Quand Ouellet marque contre son camp

Loin de dédouaner la responsabilité du Pape, dans sa réponse à Mgr Vigano le Préfet de la Congrégation des Évêques se débat maladroitement et surtout admet implicitement que les sanctions prises par Benoît XVI contre McCarrick existent bel et bien. Commentaire de Marco Tosatti (8/10/2018)

>>> Documents reliés

¤ Le premier "mémorendum Vigano (laportelatine.org)
¤ La seconde lettre de Mgr Vigano (www.diakonos.be)
¤ La lettre ouverte du cardinal Ouellet (www.vaticannews.va/fr)

>>> Et aussi: Mgr Vigano revient à la charge

Luigi Accattroli avait révélé récemment lors d'un de ses débats récurrents avec Giuseppe Rusconi (cf. Intrigues de vaticanistes ) que la réponse du Saint-Siège à Vigano allait être publiée incessamment.
Il semble bien que l'indiscrétion était une information fiable. Coup sur coup, nous avons un communiqué du Saint-Siège (sur lequel nous reviendrons), et une lettre du cardinal Ouellet.
Dans cette lettre, le cardinal répond à Mgr Vigano qui le mettait en cause directement dans son second rapport.
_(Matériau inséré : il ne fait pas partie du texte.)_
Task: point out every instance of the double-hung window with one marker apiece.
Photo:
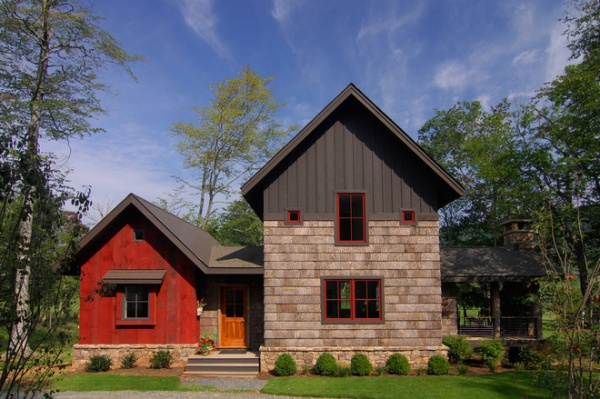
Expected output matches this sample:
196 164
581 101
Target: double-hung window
136 302
352 300
351 218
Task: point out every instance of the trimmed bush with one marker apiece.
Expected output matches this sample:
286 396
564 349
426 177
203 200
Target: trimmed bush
360 365
285 365
161 360
438 365
98 363
459 348
492 352
128 360
326 365
397 364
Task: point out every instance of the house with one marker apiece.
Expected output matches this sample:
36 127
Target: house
351 260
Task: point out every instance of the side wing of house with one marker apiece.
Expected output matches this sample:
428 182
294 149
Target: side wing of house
351 239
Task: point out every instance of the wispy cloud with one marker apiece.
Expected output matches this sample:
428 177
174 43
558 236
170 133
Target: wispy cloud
199 16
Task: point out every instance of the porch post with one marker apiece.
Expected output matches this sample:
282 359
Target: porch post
495 296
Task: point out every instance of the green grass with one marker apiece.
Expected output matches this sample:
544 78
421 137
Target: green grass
507 385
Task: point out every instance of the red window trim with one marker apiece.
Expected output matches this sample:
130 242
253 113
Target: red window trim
289 216
150 321
338 219
406 212
353 299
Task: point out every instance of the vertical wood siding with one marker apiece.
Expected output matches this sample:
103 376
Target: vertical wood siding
351 150
175 309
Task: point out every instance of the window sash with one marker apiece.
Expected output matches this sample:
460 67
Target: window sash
351 218
136 302
352 300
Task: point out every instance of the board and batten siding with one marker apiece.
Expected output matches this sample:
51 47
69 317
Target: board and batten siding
406 258
350 150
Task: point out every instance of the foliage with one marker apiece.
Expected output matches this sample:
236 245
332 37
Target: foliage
459 349
536 356
438 365
397 364
232 138
492 352
237 225
49 58
128 360
360 365
161 360
206 344
325 365
98 363
285 365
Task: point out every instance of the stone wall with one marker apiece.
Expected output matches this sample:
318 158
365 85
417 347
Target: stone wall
307 357
405 257
82 353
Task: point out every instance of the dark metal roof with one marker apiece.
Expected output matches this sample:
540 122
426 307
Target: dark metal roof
489 264
134 276
194 242
448 188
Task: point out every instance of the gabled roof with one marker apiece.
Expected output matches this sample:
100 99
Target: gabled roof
192 241
252 189
489 264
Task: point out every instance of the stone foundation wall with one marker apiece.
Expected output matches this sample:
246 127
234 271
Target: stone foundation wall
307 357
82 353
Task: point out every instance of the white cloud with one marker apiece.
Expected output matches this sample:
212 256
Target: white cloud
453 75
199 16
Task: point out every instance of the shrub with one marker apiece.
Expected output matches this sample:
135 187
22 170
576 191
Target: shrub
535 356
98 363
360 365
285 365
325 365
161 360
492 352
128 360
397 364
459 348
438 365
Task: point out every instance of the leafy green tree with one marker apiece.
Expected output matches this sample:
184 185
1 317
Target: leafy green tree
232 138
50 54
478 148
237 225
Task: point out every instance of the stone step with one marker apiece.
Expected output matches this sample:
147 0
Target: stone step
217 364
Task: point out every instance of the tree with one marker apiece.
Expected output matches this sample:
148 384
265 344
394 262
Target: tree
478 148
237 225
233 136
50 54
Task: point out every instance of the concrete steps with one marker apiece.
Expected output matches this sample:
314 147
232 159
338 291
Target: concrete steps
219 364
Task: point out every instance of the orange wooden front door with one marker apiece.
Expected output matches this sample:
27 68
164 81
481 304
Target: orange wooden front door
234 317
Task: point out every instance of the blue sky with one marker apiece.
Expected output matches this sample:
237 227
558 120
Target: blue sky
409 57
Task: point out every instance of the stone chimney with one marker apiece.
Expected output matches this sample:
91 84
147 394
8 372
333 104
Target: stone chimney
518 235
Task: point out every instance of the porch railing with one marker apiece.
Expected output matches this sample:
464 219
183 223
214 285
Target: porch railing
510 327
Et le moins qu'on puisse dire est que son plaidoyer est maladroit, puisqu'il admet très explicitement que des "sanctions" existaient bel et bien.

« Les instructions écrites de la Congrégation qui t’ont été données au début de ta mission à Washington en novembre 2011, ne disaient rien de McCarrick, si ce n’est qu'oralement, je t’ai informé de sa situation comme évêque émérite devant obéir à certaines conditions et restrictions à cause des rumeurs sur son comportement dans le passé. L’ex-cardinal, retraité en mai 2006, était exhorté à ne pas voyager et à ne pas faire d’apparitions publiques afin de ne pas provoquer d’autres rumeurs qui circulaient à son sujet».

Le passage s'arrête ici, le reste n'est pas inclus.